Wednesday, March 31, 2010

Silly Hats Only

Silly Hats Only

The lady posed with the illuminating sign depicted not a wilderness expert in the middle of the wild (I assure you that parts of California are quite civilized these days). Her hat could be called inappropriate if we failed to accept the reasonableness of the message she is trying to impart.

In fact, that she is wearing a hat while female is rather odd when compared to the vast majority of U.S. females her age and socioeconomic status. Is there a value to wearing silly hats?

Her sign does not contain a rigorous defense of her position, so we must examine the possibilities as best we can without her assistance.

Why Silly Hats?

As anyone with a lick of sense can tell you, hats are one of the most commonly abused accessories in the male fashion quiver.
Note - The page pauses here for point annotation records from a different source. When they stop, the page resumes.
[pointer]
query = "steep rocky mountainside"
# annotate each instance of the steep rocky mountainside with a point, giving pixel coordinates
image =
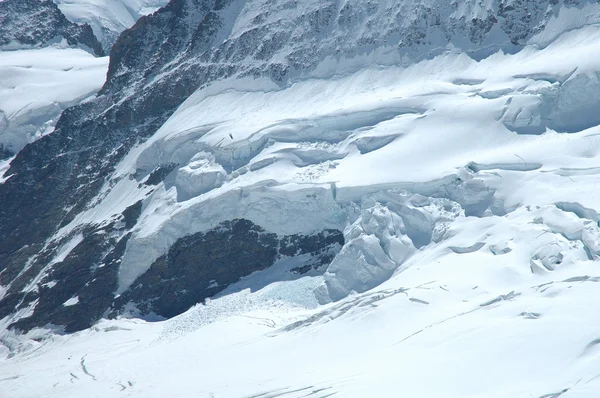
(62, 236)
(36, 23)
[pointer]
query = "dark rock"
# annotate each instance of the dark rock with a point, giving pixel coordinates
(201, 265)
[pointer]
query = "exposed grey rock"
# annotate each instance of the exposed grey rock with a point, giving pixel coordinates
(154, 67)
(38, 23)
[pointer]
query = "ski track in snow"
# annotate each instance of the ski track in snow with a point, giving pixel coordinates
(468, 195)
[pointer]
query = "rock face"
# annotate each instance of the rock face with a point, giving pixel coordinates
(37, 23)
(154, 67)
(108, 18)
(201, 265)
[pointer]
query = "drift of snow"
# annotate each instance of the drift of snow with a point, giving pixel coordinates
(37, 85)
(467, 193)
(108, 18)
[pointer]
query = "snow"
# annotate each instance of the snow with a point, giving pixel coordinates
(489, 123)
(108, 18)
(467, 193)
(71, 301)
(37, 85)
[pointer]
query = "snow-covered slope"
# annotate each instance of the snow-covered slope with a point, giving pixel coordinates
(46, 65)
(36, 85)
(368, 202)
(108, 18)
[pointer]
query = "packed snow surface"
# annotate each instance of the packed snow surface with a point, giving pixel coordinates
(108, 18)
(467, 192)
(37, 85)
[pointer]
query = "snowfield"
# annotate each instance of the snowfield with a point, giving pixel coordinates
(468, 193)
(108, 18)
(36, 85)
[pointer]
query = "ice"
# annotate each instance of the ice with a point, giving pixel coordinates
(467, 193)
(108, 18)
(37, 85)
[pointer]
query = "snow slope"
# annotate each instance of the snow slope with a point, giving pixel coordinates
(37, 85)
(108, 18)
(467, 192)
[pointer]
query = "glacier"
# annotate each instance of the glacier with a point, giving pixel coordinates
(463, 177)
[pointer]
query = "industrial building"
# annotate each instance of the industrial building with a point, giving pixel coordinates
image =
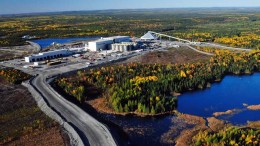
(48, 55)
(149, 36)
(100, 44)
(124, 46)
(105, 43)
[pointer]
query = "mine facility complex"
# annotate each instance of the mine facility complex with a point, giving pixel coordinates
(94, 52)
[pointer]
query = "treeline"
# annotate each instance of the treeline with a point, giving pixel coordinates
(13, 76)
(232, 136)
(235, 29)
(149, 88)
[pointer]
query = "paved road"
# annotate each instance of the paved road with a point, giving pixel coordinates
(91, 131)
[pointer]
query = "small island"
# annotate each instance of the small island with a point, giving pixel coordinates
(147, 89)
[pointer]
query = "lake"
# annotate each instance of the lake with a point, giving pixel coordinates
(230, 93)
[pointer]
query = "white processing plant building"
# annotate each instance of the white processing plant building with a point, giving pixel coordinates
(115, 43)
(107, 43)
(48, 55)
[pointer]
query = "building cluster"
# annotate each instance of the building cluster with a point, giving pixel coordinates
(115, 43)
(119, 43)
(48, 55)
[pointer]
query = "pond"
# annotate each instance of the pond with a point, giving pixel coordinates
(231, 93)
(47, 42)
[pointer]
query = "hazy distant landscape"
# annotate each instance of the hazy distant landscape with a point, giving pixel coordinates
(231, 26)
(192, 81)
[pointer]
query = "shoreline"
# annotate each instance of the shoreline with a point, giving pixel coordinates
(105, 109)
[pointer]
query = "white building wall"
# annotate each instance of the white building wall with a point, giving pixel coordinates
(47, 55)
(99, 45)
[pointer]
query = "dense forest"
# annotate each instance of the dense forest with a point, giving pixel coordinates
(234, 27)
(13, 75)
(230, 136)
(149, 88)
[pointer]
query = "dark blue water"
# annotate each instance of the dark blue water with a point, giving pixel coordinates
(47, 42)
(231, 93)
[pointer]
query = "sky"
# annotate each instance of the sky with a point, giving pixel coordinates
(31, 6)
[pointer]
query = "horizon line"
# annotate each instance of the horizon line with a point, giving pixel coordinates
(46, 12)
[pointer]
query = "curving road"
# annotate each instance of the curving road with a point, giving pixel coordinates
(90, 130)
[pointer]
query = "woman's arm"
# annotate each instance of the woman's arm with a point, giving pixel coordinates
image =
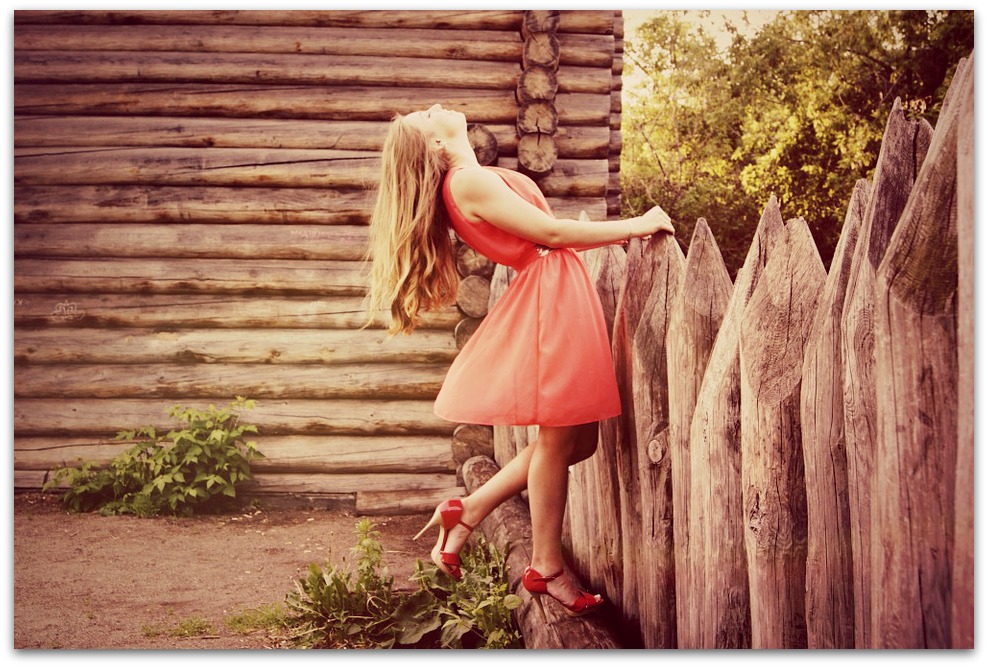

In fact, whoever gave men the permission to wear baseball caps whilst not participating in that ‘sport’ and the right to do so in a non-ironic manner is truly an enemy of humanity in general and of human fashion in specific.

Some brave young men have attempted to reclaim the baseball hat by wearing it too large with the authenticity stickers still attached or by putting ‘trucker style’ baseball hats on the children of yuppies. Unfortunately, this attempt at subtle derision was taken at face value by hordes of what might be called chavs were said hordes in the U.K. rather than the U.S.

If wearing actively silly hats gave the impression to impressionable youth that perhaps their self-serious fashion attempts were patently absurd, the notion would have more than enough merit to stand as the highest maxim of tolerable polite society.

Counterpoint

In our shared culture, wearing hats at all is only slightly less silly when males do it than when females do. All hats are, in essense, silly. Umbrellas for the rain and warm toboggans (admittedly a hat, but one with a particularly specialized usage) for the cold. Beyond this, hats are pointless and infrequently used.

The lady above would have appeared no less silly wearing a bonnet. In fact, she may be making that very point: wearing hats is silly.

This doesn’t mean that wearing hats is wrong. Some of the most sober societies have been dreadfully silly but with far less purpose than the admirable young woman we speak of today.

Several admirable faiths hold that silliness is integral to the journey toward enlightenment. Arguing against enlightenment recreationally would be silly, but arguing against it seriously would be foolish.

Summary

If there are any un-silly hats, don’t wear them. Wear the silly ones instead. Eris, Bob, and Connie would approve.